21 May 2007

tony brown



















luncheon siang ini menampilkan seorang penyanyi baritone: anthony brown.
saya sudah melihat penampilannya hari minggu lalu di gereja. seorang penyanyi afro-amerika yang dalam membawakan lagu-lagunya selalu dengan semangat. semangat orang tertindas, sebagaimana semangat asli lagu-lagu yang dibawakannya.

ini bukan pertunjukan pavarotti, memang, tapi begitulah... lagu-lagu tadi dibawakan seolah dibawakan oleh seorang pavarotti.
seperti dulu para budak memainkan alat-alat musik tuannya secara fals sehingga justru melahirkan nada-nada blues. nada-nada yang kalau ditulis pake not balok harus diimbuhi tanda moll sampai 4 atau 5, tidak sekadar nada yang turun dan naik setengahnya.

tony brown membawakan dengan suara dibikin-bikin seserius suara pavarotti. digetar-getarkan seperti orang melayu menyanyikan lagu-lagu paduan suara gereja. dari perspektif itu suara tony jelek. tidak hanya itu: nista! karena tidak berhasil memenuhi standard suara yang sebagus pavarotti atau kiri te kanawa yang "suaranya seolah tanpa serat" itu.
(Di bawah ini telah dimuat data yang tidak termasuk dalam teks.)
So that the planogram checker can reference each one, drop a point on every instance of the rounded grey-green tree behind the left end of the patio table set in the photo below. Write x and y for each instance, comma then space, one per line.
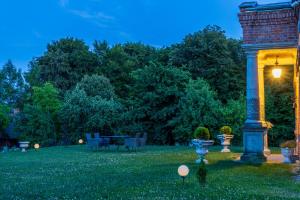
90, 107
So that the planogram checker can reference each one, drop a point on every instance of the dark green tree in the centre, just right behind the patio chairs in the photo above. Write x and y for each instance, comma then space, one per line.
155, 95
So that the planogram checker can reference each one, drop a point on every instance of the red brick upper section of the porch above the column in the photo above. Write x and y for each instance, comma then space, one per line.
269, 26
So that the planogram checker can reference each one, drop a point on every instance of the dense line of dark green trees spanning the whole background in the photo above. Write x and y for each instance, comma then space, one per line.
128, 88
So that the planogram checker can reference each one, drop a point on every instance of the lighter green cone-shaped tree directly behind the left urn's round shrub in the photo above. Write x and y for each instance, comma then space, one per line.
198, 106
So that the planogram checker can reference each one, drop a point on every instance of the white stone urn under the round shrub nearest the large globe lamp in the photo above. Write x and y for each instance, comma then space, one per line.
202, 148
tapi, sekali lagi, ini bukan pertunjukan sejenis pavarotti. ini pertunjukan dengan obyek yang berbeda: bukan pertunjukan tentang keindahan suara yang memenuhi pakem suara klasik barat. ini pertunjukan mengenai bagaimana seni [suara] ambil bagian dalam proses rekonsiliasi.

lagu-lagu yang dibawakan tony adalah lagu-lagu yang pada jamannya dulu telah membangun semangat, memulihkan harga diri, membangun perasaan senasib, menebarkan harapan, mengungkapkan keyakinan akan pemeliharaan tuhan...
lagu-lagu ini telah menjadi sarana bagi kepentingan kemanusiaan. fungsional dalam membangun kembali jaringan sosial yang rusak atau kendor. jadi, ini bukan pertunjukan seni demi seni itu sendiri.
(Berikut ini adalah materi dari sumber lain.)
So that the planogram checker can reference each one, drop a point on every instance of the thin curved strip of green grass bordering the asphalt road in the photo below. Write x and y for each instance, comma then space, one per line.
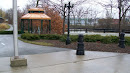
36, 43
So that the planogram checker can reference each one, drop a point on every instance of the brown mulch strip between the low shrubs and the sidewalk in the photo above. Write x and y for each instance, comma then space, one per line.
90, 46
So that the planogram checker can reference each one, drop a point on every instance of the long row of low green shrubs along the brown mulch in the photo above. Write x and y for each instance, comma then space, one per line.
74, 38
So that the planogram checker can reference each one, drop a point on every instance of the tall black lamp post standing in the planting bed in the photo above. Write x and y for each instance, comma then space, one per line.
68, 40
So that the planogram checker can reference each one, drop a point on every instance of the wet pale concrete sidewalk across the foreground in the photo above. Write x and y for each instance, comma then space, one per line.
68, 62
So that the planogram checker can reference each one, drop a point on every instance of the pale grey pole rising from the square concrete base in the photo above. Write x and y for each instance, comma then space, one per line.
15, 31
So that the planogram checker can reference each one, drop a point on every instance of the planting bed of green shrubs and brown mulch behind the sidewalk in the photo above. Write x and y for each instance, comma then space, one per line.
91, 42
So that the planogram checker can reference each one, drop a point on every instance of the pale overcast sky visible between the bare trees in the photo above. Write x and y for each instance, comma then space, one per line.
6, 4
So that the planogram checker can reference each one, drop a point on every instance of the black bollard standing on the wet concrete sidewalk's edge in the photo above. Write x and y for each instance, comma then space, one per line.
80, 46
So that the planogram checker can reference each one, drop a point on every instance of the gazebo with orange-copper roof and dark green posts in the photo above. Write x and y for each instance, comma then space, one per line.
33, 15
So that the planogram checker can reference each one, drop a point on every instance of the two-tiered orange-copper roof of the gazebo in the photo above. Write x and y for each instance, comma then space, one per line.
36, 15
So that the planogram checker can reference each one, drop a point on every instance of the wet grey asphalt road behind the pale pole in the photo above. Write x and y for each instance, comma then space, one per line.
7, 50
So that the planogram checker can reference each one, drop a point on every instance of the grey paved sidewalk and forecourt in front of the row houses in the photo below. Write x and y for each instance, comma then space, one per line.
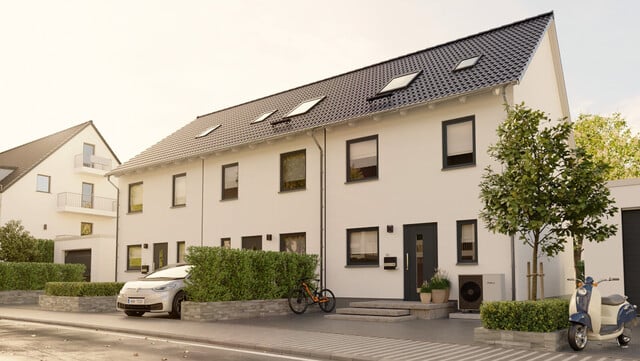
313, 336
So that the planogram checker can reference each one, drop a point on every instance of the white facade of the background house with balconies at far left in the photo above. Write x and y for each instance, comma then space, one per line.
39, 212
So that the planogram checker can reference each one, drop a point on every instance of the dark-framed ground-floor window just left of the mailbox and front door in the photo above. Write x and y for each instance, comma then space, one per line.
362, 247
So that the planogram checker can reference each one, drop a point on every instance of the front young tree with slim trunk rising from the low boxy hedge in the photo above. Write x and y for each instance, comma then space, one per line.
522, 199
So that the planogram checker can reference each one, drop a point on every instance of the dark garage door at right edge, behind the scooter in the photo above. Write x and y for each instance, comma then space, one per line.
631, 253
seni telah diperalat? dalam arti tertentu ya, tapi dalam arti lain seni ini dikembalikan pada habitatnya mula-mula: komunitas. seni suara mula-mula tidak ada demi seni suara, tapi demi komunikasi antar anggota komunitas. untuk menyampaikan hal-hal subtil yang tidak bisa disampaikan dengan sarana komunikasi langsung.

tidak heran, bila pada kebaktian hari minggu kemaren, ada warga jemaat yang setelah mendengar suara tony brown langsung spontan menyeru: halleluya! amen!
aku setuju.
saat itu memang harus dinyatakan dua kata itu: halleluya dan amin.

[tapi aku tidak melakukannya. aku cuma mengusap air mata di balik kacamataku. ini kali pertama aku menangis di gereja di usa]

1 comment:

NitZ said...

Pak, nulis blog e yg lucu2 donk, jangan serius2 gt. kalo serius gini kan bingung mo kasi comment apa. hehehe...... pie lah, je??